Applying this to the Winnipeg Jets is easy. Josh Morrissey is a highly talented young defender who is probably ready for more of a challenge than the CHL can give him. The problem is, if he is not ready for the NHL there is no other option than to send him back to the CHL. He plays for the Prince Albert Raiders and yesterday news came out from Edmonton that Leon Draisaitl will not return to the Raiders full stop. That does not mean he will make the NHL for certain. It has come out that Draisaitl will play in Europe this upcoming season if he does not make the Oilers. Morrissey would be alone on an island until he is auctioned off to the highest bidder sometime between the start of the season and the trade deadline.

Why should the Winnipeg Jets look into finding a team for Morrissey in Europe besides level of play? The Winnipeg Jets are a team that struggles to stop the puck and when you struggle to stop the puck, you give up a lot of goals and lose a lot of games. This can be a hard habit to break for young players and maybe not the best environment to grow the entire future of the defence.

Another reason is the slide rule. The slide rule is simple (basic interpretation): sign a player at 18 and every year until he is 20 his contract "slides" (extends) another year until he turns 20 as long as the player plays in less than 10 NHL games. Each year the contract slides, the cap hit goes down because the signing bonus is no longer apart of the compensation that the player gets when their contract starts for real. This is an easy way to gain more years of service from a player in their prime and to save money if a contract slides for two years.

The third reason is kind of gone from the internet. Tyler Dellow, the Edmonton Oilers new analytics consultant, wrote a post on teenage defence men in the NHL and how they struggle and teams are not maxing out their value if the team plays them while they are still teenagers. For a small market team like Winnipeg, this should be taken into consideration when making personnel decisions. They should be looking at the long game and realize that to maximize the value they get from Josh Morrissey, they probably should not be counting on him to play in the NHL this year. They should not be hoping for another Jacob Trouba because those types of players are rare.

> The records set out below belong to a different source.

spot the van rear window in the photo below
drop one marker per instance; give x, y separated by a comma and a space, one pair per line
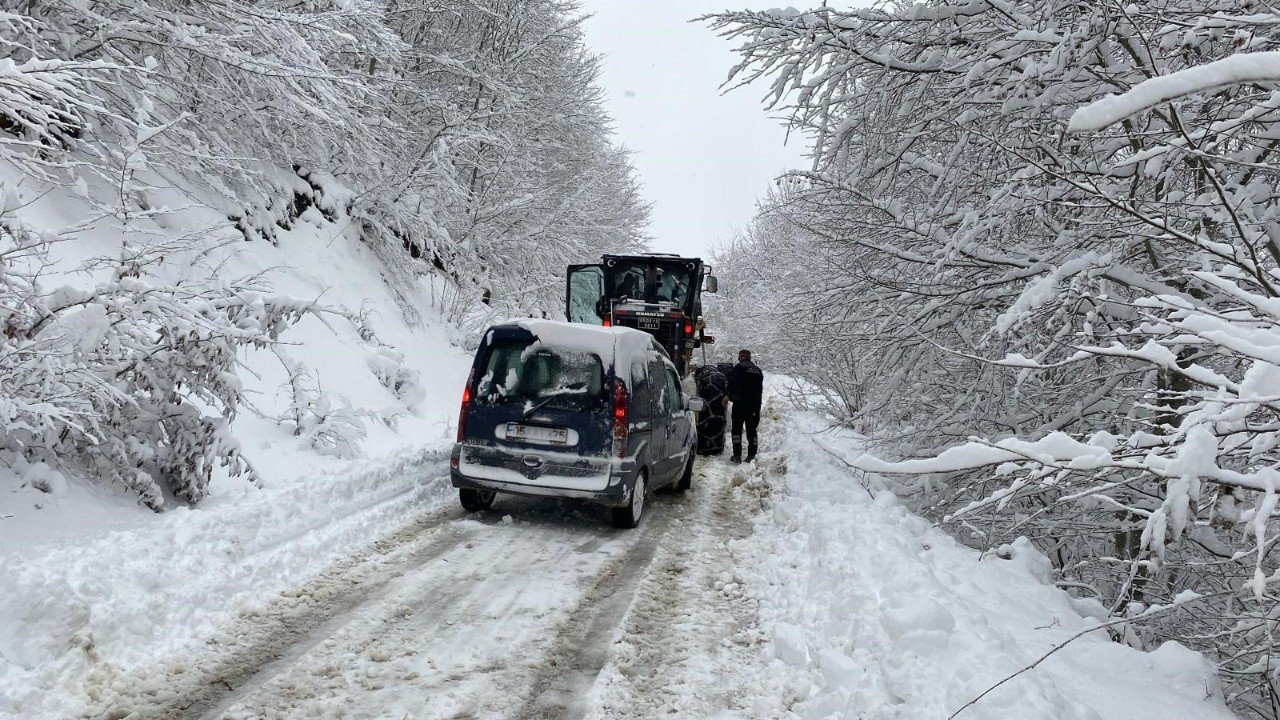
529, 372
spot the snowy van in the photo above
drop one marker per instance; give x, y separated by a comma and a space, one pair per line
572, 410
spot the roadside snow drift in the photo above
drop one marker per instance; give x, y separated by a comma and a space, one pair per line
876, 614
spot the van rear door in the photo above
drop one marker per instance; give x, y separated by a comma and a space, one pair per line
531, 396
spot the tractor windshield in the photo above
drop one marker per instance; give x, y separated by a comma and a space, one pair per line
650, 282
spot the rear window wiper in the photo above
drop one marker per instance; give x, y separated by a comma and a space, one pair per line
536, 406
553, 395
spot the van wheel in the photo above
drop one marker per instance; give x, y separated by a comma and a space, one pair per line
629, 515
475, 500
686, 481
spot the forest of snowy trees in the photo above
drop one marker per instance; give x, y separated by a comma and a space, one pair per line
458, 139
1059, 314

What the NHL Jets should do is look overseas. There are many European players who have been drafted from the CHL and instead of playing their 19 year old season in North America they have gone back over to Europe and played against men. These players include the aforementioned Niklas Jensen and Leon Draisaitl (potentially) as well as Nail Yakupov during the lockout and Martin Reway, the Montreal Canadiens fourth round pick who left the Gatineau Olympiques this summer to play professionally in his native Slovakia. 

There is no real data on how this affects young players. Although they would have to adjust back to the small ice when they return and that a North American player would be subject to culture shock at first, the idea that there are only two options for top CHL players is categorically false. There are two options that allow the player to stay in North America and for the NHL team to have a bit more of a say in their development. There is however a third option which is riskier and may be a harder sell for the player; leaving the continent for a year and playing amongst men in a foreign land.

There are few options in North America for top players in the CHL if they are under 20. They would have to leave home and move across the ocean to be able to play against men if they are 18 or 19. Their NHL team could lower their cap hit and keep them under team control for two more years if they took this option. This idea may seem that bad, especially if the payoff can mean a more polished player coming into the NHL at 20.